The Economist has highlighted the ongoing competition in Africa, including in Kenya, between Iran and Israel: “A Search For Allies in a Hostile World“. In the East Africa/Greater Horn region, Sudan is Iran’s key ally and Ethiopia is Israel’s.
With diplomatic battles approaching over sanctions for Iran’s nuclear program in the context of all of the existing competition for influence, resources and business opportunities, the leverage for existing African players to extract corrupt rents are likely to increase. The Kenya Publicity Tour to Washington last week invited the US to once again move away from a strong stand on corruption and move on with greater government to government support and incentives for investment without waiting to see actual reforms in light of the 2007 election debacle.
To date we haven’t seen accountability for the multi-year theft of public education funds that triggered first the UK and then the US to freeze a small amount of education assistance. While the PM and others are pressing for the resignation of the Education Minister, the funds have gone missing each year of the first Kibaki Administration as well, as indicated in the report from Transparency International. Removing the current minister (who presumably would remain a Member of Parliament and, if patterns hold, soon enough get another ministerial appointment in another agency) is not a substantive answer.
Likewise, action on the Rift Valley Railroad concession remains elusive and deferred. And accounting for the “Internally Displaced Funds” associated with the “Internally Displaced Persons” from the post-election violence remains outstanding. And the bills continue to come due, literally, from the Anglo Leasing scandal (you may remember this as the scandal that was supposedly caught in time to prevent major loss to the taxpayers–doesn’t seem to be working out that way).

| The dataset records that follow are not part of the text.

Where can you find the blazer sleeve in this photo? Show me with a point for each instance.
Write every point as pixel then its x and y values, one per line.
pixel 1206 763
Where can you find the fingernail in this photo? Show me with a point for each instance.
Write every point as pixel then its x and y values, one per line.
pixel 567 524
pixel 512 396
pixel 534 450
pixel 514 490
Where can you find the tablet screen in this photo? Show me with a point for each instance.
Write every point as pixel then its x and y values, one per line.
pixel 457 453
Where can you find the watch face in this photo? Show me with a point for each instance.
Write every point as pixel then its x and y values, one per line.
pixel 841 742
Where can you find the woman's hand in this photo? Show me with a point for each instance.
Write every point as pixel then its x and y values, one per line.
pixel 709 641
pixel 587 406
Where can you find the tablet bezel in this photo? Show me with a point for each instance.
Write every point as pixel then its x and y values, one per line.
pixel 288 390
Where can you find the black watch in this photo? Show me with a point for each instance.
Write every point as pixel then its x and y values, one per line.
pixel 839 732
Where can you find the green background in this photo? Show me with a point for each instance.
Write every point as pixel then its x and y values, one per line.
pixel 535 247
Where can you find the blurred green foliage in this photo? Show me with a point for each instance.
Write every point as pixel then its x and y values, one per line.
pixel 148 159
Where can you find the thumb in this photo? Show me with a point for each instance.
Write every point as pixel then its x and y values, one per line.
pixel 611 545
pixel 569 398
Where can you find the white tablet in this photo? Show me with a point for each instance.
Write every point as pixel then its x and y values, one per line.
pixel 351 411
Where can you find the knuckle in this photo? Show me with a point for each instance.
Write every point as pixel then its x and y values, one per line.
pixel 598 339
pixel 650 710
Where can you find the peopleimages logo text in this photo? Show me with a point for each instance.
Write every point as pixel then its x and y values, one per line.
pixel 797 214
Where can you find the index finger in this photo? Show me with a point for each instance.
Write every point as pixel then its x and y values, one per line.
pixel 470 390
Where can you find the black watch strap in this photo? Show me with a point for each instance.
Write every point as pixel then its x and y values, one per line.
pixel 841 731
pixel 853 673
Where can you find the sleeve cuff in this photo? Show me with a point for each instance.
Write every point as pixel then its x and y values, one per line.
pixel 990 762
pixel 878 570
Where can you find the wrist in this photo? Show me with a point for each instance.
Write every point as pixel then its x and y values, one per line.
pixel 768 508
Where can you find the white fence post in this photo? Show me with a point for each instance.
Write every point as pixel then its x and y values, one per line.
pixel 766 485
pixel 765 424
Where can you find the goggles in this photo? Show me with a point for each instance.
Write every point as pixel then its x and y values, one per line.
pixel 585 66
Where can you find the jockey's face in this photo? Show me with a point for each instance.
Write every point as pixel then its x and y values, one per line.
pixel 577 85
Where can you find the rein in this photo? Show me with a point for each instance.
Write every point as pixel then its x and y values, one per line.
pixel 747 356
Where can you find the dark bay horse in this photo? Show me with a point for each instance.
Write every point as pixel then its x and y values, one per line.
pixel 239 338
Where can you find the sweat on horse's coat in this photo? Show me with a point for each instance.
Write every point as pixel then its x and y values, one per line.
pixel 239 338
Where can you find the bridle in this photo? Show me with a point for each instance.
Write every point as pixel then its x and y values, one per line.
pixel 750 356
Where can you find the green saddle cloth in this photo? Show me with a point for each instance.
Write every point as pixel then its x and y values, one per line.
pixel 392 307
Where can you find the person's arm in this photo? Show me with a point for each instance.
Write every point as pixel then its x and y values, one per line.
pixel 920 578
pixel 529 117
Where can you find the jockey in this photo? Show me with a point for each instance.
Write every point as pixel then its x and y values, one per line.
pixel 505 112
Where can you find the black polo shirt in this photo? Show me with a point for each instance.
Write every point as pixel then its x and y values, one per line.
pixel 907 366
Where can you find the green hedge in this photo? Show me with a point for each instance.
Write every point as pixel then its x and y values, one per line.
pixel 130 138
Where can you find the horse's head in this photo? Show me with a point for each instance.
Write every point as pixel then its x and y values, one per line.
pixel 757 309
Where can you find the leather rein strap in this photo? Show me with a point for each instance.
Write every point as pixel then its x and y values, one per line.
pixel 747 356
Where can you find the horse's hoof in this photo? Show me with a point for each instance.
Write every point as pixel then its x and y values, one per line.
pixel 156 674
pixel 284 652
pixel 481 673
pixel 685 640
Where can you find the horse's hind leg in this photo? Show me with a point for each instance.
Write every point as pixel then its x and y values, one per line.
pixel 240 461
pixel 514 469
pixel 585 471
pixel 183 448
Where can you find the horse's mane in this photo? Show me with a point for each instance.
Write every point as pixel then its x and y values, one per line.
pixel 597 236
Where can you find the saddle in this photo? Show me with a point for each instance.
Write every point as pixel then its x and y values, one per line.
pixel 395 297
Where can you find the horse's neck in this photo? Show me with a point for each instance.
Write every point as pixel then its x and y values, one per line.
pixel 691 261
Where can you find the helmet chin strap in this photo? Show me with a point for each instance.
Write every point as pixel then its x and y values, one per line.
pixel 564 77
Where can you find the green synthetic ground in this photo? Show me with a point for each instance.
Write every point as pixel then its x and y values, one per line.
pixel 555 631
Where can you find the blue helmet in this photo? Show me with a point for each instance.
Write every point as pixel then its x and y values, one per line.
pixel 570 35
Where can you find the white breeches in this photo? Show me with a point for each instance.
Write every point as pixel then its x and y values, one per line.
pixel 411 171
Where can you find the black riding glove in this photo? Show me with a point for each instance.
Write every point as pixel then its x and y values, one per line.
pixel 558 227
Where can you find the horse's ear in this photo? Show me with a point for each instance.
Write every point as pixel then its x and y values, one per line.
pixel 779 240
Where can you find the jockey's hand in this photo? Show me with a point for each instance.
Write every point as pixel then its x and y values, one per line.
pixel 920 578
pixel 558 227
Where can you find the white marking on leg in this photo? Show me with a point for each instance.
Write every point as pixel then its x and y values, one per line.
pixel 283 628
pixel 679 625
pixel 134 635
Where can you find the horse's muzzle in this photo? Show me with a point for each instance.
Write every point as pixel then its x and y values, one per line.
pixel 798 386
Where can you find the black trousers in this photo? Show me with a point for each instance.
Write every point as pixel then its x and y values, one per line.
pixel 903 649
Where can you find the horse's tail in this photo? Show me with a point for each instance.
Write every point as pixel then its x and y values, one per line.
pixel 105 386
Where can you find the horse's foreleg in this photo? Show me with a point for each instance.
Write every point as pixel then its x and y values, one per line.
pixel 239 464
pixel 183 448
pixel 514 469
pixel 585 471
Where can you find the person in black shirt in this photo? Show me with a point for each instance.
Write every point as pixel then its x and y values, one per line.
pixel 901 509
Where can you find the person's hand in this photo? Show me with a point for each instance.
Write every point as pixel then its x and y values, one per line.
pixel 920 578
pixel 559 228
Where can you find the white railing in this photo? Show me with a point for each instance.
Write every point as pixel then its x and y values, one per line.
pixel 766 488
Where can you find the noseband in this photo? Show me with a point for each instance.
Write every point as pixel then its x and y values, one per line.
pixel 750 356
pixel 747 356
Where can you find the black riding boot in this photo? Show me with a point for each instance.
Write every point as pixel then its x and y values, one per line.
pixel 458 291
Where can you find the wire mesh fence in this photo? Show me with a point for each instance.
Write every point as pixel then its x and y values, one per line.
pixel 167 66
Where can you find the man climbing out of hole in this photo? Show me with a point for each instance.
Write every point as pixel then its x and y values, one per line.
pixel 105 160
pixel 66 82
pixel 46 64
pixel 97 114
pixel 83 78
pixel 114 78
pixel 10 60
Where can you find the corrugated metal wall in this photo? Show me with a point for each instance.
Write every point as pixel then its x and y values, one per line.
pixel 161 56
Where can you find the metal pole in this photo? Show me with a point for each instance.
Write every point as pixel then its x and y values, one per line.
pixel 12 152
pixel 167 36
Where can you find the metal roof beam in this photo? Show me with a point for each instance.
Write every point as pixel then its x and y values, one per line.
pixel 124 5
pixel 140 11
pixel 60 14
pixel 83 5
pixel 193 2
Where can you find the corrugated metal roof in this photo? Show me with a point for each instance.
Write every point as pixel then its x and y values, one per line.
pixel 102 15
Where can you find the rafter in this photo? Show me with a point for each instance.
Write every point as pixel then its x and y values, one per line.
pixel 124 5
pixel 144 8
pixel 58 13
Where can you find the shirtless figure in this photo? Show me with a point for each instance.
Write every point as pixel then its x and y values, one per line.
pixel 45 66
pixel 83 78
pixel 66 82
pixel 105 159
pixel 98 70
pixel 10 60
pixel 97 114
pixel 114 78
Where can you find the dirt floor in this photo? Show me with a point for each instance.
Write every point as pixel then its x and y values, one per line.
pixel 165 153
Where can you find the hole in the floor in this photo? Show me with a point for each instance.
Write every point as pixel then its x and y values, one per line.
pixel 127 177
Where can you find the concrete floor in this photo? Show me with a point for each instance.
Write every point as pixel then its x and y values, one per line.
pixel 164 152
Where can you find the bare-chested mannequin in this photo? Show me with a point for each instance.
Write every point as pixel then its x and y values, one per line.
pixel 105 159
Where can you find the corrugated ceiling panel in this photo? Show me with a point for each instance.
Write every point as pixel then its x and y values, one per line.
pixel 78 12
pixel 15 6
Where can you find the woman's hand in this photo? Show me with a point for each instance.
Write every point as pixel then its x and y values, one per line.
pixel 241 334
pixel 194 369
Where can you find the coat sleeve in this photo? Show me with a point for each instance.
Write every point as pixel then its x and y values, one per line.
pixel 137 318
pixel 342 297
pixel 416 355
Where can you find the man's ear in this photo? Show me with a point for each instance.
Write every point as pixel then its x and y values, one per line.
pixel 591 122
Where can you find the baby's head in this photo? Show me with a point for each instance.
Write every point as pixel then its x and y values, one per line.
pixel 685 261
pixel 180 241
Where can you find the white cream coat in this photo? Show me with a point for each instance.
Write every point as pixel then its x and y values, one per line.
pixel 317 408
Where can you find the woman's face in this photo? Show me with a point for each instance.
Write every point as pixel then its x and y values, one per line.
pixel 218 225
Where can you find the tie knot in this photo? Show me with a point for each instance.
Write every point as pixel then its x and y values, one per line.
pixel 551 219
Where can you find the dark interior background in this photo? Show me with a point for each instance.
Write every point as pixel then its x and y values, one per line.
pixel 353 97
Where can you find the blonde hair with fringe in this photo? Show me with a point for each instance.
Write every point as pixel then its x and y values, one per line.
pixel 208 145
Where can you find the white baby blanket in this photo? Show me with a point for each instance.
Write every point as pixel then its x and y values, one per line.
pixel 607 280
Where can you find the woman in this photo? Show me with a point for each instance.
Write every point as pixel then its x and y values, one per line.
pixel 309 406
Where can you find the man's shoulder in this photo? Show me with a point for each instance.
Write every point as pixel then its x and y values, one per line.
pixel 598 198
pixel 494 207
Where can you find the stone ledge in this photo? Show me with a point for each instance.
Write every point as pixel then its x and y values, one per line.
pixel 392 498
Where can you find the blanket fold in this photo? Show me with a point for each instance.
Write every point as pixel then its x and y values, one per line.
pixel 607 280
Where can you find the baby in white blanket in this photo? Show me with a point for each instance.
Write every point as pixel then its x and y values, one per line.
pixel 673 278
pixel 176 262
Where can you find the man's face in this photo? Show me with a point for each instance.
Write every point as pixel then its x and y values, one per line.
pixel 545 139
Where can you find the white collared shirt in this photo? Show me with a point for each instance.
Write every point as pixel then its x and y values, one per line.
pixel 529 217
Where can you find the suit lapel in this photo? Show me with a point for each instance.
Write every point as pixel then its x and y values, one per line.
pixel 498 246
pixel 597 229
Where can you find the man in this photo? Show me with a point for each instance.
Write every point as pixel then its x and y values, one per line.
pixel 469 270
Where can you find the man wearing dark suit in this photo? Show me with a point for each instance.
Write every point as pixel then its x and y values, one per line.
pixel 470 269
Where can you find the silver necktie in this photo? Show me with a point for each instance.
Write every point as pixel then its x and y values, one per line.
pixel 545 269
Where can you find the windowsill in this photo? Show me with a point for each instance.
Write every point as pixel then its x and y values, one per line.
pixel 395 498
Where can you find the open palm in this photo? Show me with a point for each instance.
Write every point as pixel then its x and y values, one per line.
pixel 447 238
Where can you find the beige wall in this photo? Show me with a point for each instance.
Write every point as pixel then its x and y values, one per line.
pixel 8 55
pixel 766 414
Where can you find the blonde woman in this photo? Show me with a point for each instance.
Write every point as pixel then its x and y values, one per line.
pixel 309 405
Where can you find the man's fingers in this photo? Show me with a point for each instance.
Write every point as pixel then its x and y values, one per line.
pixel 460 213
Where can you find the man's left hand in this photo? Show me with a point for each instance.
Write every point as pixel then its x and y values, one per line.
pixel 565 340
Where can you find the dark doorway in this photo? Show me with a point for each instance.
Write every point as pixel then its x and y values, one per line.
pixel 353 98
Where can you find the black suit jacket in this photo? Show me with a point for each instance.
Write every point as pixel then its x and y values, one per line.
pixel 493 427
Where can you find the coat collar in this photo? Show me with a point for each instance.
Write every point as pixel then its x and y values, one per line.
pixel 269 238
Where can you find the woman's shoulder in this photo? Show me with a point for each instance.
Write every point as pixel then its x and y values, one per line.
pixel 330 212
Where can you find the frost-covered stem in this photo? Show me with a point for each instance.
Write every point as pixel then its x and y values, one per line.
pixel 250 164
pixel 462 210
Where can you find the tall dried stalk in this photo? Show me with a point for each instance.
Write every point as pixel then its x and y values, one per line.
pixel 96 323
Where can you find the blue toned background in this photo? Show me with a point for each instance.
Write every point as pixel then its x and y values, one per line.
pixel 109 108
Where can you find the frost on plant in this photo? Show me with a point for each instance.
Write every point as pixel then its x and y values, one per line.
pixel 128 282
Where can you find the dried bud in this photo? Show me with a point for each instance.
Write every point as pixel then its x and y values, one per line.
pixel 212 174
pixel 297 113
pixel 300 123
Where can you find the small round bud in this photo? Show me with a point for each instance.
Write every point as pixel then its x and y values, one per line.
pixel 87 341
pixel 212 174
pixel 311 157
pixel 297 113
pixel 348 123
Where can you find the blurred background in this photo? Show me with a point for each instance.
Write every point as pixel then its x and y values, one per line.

Key players, at least, in the US government supported Kibaki’s re-election in 2007 in spite of the corruption concerns. Is Kenya better off now? What US interests were actually advanced? In particular, how is the situation in Somalia better now than it was in the fall of 2007? Let’s “don’t get fooled again” and maintain a focus on helping Kenyans who share the values to which we aspire to build a stronger and more prosperous country–by maintaining a strong and steady focus on improved governance and fighting corruption. We have a bad record on the geopolitical gamesmanship in Kenya, in my estimation, and values aside, I don’t think it has worked very well.